Wonderful to see the Australian Anglican Church Calendar (AACC) continuing on. After 30 years as the official photographer, I have a great love for the project. I was so pleased when Carol and her team at the Bookroom, St Peter's Eastern Hill, stepped forward to take on the management. Carol thought it would be a good idea for me to introduce myself and offer interesting snippets from my part in the project, over the past years, and moving on.
My name is Robin Page and my wife, Jenny, is my ‘wingman’. She maintains all the records and keeps me on track. We enjoy travelling together and have built the requirements of the AACC into our Australia-wide travels. Over the years, we have settled into a good routine that allows us to photograph the churches as we go.
I spent 20 years in the RAAF as a pilot in my first career. After retiring in 1977, I moved into the world of business from which I have now retired.
My photography began in the 1950s when I was an after-school delivery boy for a chemist shop in Melbourne’s Canterbury. The proprietor took in a range of simple Agfa box cameras and the equipment for processing film and making small prints. I was soon the proud owner of one of the cameras and turned the bathroom at home into a part-time darkroom. My interest in photography has remained strong ever since.

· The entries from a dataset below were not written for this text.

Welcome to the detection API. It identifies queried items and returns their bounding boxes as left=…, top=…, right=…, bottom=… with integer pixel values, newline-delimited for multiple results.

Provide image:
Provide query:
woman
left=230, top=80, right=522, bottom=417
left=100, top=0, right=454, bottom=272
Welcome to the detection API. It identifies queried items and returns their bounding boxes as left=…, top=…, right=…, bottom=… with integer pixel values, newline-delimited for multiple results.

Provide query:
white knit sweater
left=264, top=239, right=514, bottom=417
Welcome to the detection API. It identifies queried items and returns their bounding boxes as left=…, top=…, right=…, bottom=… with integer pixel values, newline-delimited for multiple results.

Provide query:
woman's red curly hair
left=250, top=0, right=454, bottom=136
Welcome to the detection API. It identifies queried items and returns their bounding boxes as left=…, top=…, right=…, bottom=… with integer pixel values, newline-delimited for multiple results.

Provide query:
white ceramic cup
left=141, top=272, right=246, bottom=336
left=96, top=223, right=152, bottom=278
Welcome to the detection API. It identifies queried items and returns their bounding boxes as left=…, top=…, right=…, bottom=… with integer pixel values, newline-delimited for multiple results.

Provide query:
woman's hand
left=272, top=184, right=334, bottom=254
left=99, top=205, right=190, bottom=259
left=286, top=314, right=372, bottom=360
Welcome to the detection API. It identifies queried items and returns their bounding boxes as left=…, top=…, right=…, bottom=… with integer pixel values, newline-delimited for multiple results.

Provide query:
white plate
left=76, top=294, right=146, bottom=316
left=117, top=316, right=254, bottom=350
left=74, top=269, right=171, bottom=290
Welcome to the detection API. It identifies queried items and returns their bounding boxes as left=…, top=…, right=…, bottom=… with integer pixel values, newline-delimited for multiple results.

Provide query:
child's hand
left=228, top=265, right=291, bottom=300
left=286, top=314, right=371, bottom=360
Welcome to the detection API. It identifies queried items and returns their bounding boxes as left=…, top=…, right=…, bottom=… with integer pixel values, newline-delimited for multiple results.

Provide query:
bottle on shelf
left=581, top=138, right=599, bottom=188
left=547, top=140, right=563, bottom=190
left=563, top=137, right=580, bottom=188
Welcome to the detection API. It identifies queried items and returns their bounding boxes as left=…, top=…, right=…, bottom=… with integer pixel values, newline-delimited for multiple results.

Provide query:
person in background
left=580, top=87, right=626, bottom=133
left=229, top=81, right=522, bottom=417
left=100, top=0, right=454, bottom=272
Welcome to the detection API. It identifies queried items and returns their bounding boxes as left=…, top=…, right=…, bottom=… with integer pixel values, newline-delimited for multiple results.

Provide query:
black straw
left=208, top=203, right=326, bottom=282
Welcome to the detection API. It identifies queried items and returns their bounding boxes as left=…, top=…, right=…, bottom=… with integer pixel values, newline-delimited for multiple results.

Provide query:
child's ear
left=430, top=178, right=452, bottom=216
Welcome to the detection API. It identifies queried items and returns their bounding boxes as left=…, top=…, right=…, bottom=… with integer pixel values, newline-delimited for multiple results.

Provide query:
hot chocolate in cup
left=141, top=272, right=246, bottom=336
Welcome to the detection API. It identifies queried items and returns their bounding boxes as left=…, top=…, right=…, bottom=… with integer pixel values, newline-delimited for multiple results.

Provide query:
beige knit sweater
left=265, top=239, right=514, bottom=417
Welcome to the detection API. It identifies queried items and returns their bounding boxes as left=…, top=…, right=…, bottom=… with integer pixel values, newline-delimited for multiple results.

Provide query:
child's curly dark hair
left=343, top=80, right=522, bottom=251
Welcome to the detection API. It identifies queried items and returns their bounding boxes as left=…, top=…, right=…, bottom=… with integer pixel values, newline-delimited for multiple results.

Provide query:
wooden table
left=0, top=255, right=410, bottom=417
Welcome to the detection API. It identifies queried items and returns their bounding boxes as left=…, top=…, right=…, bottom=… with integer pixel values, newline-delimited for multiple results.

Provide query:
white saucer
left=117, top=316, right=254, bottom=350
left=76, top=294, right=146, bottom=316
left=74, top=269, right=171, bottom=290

In the 1980s, several people suggested I become a professional photographer. This led me to take a part-time course at the Photography Studies College, in Melbourne, where I graduated with a Diploma of Illustrative Photography. I continued my work in business and became a part-time commercial photographer in my spare time.

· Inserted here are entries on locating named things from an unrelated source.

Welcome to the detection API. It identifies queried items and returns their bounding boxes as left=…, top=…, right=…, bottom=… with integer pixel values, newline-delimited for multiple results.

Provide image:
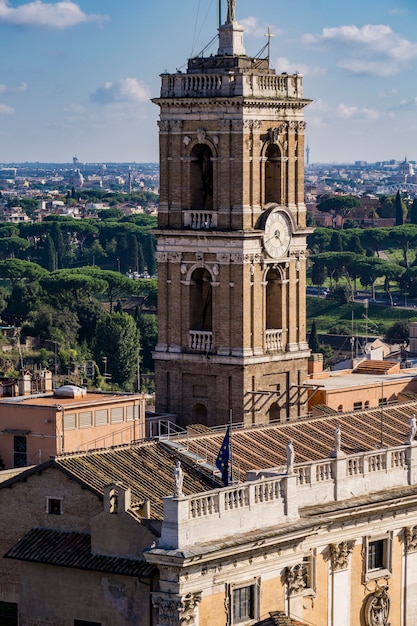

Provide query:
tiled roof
left=255, top=611, right=307, bottom=626
left=55, top=434, right=220, bottom=519
left=164, top=402, right=417, bottom=481
left=5, top=528, right=155, bottom=578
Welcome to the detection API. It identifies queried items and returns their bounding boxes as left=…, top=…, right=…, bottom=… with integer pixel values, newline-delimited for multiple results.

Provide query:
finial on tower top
left=226, top=0, right=236, bottom=24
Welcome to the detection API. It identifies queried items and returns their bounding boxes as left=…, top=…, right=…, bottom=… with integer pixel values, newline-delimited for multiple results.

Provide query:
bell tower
left=153, top=12, right=311, bottom=426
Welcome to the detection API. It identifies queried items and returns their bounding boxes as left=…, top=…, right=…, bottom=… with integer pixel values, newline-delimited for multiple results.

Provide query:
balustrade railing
left=265, top=328, right=283, bottom=352
left=188, top=330, right=213, bottom=352
left=184, top=211, right=217, bottom=230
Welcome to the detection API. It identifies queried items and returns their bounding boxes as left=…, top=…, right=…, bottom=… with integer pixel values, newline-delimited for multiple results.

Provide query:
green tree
left=94, top=313, right=139, bottom=389
left=136, top=312, right=158, bottom=372
left=48, top=222, right=65, bottom=269
left=389, top=224, right=417, bottom=268
left=410, top=198, right=417, bottom=224
left=317, top=196, right=361, bottom=227
left=385, top=320, right=409, bottom=344
left=307, top=227, right=333, bottom=253
left=394, top=191, right=407, bottom=226
left=311, top=259, right=326, bottom=287
left=308, top=320, right=320, bottom=353
left=328, top=230, right=343, bottom=252
left=42, top=235, right=56, bottom=272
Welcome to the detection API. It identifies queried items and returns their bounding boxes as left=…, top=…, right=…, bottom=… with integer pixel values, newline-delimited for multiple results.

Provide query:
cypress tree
left=308, top=320, right=320, bottom=353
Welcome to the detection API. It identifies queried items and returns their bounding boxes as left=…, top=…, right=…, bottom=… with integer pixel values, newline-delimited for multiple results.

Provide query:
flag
left=216, top=426, right=230, bottom=487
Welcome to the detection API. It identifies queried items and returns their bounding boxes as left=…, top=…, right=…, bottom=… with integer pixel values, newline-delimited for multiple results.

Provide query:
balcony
left=184, top=211, right=217, bottom=230
left=265, top=328, right=283, bottom=352
left=188, top=330, right=213, bottom=352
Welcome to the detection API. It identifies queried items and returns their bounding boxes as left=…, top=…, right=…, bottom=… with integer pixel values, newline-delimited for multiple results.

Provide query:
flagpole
left=229, top=409, right=233, bottom=484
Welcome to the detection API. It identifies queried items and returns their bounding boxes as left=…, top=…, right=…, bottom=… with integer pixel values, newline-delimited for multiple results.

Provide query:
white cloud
left=303, top=24, right=417, bottom=76
left=307, top=99, right=382, bottom=125
left=239, top=16, right=283, bottom=37
left=337, top=58, right=401, bottom=76
left=274, top=57, right=326, bottom=76
left=0, top=83, right=28, bottom=93
left=90, top=78, right=151, bottom=104
left=336, top=102, right=380, bottom=120
left=392, top=96, right=417, bottom=111
left=0, top=0, right=108, bottom=28
left=0, top=102, right=15, bottom=115
left=64, top=104, right=85, bottom=114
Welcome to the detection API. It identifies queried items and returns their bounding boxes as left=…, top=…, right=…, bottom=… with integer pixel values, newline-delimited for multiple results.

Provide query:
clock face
left=264, top=211, right=291, bottom=259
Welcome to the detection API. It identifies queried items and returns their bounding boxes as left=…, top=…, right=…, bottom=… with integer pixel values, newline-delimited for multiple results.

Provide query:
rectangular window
left=226, top=578, right=260, bottom=625
left=0, top=602, right=18, bottom=626
left=126, top=404, right=137, bottom=422
left=78, top=411, right=93, bottom=428
left=13, top=435, right=28, bottom=467
left=232, top=585, right=255, bottom=624
left=365, top=533, right=392, bottom=580
left=46, top=498, right=62, bottom=515
left=368, top=539, right=384, bottom=570
left=110, top=406, right=123, bottom=424
left=64, top=413, right=77, bottom=430
left=94, top=409, right=107, bottom=426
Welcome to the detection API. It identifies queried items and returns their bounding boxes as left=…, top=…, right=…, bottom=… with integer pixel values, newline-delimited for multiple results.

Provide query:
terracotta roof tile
left=55, top=434, right=220, bottom=519
left=5, top=528, right=155, bottom=578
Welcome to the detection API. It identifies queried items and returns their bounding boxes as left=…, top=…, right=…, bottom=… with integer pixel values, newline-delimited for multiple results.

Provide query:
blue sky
left=0, top=0, right=417, bottom=163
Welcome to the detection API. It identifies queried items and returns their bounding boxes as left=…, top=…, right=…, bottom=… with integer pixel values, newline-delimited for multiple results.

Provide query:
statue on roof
left=174, top=461, right=184, bottom=498
left=226, top=0, right=236, bottom=24
left=407, top=413, right=417, bottom=446
left=287, top=439, right=295, bottom=474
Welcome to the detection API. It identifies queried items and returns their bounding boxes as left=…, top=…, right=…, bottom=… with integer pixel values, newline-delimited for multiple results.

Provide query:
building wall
left=0, top=467, right=103, bottom=602
left=0, top=395, right=146, bottom=468
left=19, top=563, right=151, bottom=626
left=309, top=374, right=417, bottom=415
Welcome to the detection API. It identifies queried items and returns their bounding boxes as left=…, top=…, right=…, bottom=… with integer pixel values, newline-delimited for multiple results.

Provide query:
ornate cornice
left=330, top=541, right=355, bottom=571
left=404, top=526, right=417, bottom=552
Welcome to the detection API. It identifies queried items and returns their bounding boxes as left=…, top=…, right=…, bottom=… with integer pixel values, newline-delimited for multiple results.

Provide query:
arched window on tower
left=190, top=267, right=212, bottom=331
left=265, top=143, right=282, bottom=204
left=266, top=268, right=282, bottom=329
left=265, top=268, right=284, bottom=352
left=190, top=144, right=213, bottom=210
left=193, top=403, right=207, bottom=426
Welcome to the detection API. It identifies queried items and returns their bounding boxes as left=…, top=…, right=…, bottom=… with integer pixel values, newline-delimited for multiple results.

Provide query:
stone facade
left=154, top=18, right=309, bottom=425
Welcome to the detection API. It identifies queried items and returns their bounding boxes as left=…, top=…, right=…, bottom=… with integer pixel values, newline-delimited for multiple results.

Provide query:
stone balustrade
left=265, top=328, right=283, bottom=352
left=161, top=71, right=303, bottom=98
left=183, top=211, right=217, bottom=230
left=188, top=330, right=213, bottom=352
left=160, top=444, right=417, bottom=549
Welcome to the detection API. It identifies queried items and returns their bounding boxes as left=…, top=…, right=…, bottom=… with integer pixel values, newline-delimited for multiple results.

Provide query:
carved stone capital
left=404, top=526, right=417, bottom=552
left=284, top=563, right=308, bottom=595
left=168, top=252, right=182, bottom=263
left=364, top=586, right=391, bottom=626
left=261, top=122, right=287, bottom=143
left=180, top=591, right=201, bottom=625
left=152, top=594, right=181, bottom=626
left=197, top=127, right=207, bottom=143
left=330, top=541, right=355, bottom=570
left=216, top=252, right=230, bottom=265
left=230, top=253, right=245, bottom=265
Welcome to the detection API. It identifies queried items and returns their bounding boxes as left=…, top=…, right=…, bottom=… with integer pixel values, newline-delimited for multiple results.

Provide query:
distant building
left=0, top=371, right=146, bottom=468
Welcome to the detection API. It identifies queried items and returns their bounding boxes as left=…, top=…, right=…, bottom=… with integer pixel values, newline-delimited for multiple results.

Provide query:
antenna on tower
left=264, top=25, right=275, bottom=63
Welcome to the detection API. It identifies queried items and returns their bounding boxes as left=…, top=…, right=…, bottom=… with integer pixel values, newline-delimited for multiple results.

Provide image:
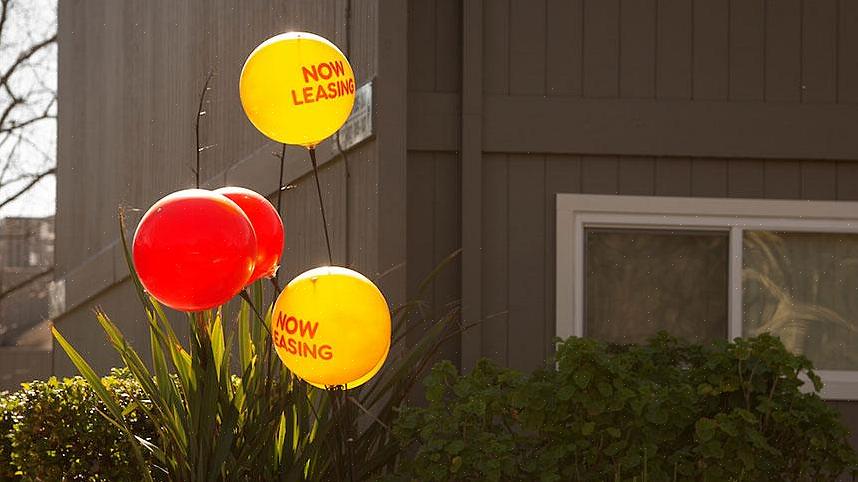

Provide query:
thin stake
left=309, top=147, right=334, bottom=265
left=238, top=289, right=271, bottom=338
left=277, top=144, right=286, bottom=215
left=194, top=70, right=214, bottom=189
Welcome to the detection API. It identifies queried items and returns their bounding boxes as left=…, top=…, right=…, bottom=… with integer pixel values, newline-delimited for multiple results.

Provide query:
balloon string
left=309, top=147, right=334, bottom=265
left=277, top=144, right=286, bottom=216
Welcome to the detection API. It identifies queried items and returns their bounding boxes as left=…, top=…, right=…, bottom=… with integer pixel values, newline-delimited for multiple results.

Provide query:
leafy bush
left=45, top=213, right=458, bottom=481
left=394, top=335, right=858, bottom=481
left=0, top=370, right=155, bottom=481
left=0, top=392, right=18, bottom=480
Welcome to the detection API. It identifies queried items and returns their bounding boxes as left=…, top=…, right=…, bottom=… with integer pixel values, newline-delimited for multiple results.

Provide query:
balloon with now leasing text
left=271, top=266, right=390, bottom=387
left=307, top=343, right=390, bottom=390
left=132, top=189, right=257, bottom=311
left=239, top=32, right=355, bottom=147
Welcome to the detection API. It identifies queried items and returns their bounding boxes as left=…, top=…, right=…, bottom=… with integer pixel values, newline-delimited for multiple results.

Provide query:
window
left=557, top=194, right=858, bottom=399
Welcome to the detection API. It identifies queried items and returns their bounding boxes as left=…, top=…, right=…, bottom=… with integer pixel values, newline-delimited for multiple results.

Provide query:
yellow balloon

Church photography entered my life some months after I photographed a wedding. The officiating priest, Geoffrey Cheong, at St Augustine’s Mentone, tracked me down to see if I was interested in photographing churches for a calendar project he was initiating within the parish. This really excited me. With the help of my father, Canon Cliff Page, who was then a priest in the Bendigo Diocese, I photographed the churches at Rushworth and Murchison and submitted these to the newly formed Calendar Committee. They liked the work and here I am, still!
The first calendar was published in 1993 and included only Victorian churches. The cover of that calendar was of the church located on a farm property near Tahara in Western Victoria. Taking that image convinced me that the project was blessed.
I left Melbourne before dawn in my 4WD under a clear blue sky and had high hopes that this would be the case all the way to Tahara. About an hour or so from the destination, a bank of heavy grey clouds appeared on the horizon ahead of me. I soon realised that this bank of clouds was heading my way. GPS devices were not in use then and I only had a mud map to help me find the church. So, there was some anxiety about ‘getting to the church on time'!
The bank of clouds rolled on towards me, and when I pulled up in front of the church, the clouds were close to obscuring the sun. I very quickly assessed the best composition, set up the tripod and camera, got my shot, and within seconds the light disappeared. I have never forgotten that divine intervention, and similar good fortune has blessed me ever since on a number of occasions.
My photographs are in a sense like children to me. In September 2021, we visited Tahara again and I had Jenny take a photograph from close to where my memory told me I had taken the original. The lovely tree that really made the original shot had gone, but the trees newly planted around 1993 have prospered. Time does march on, doesn’t it!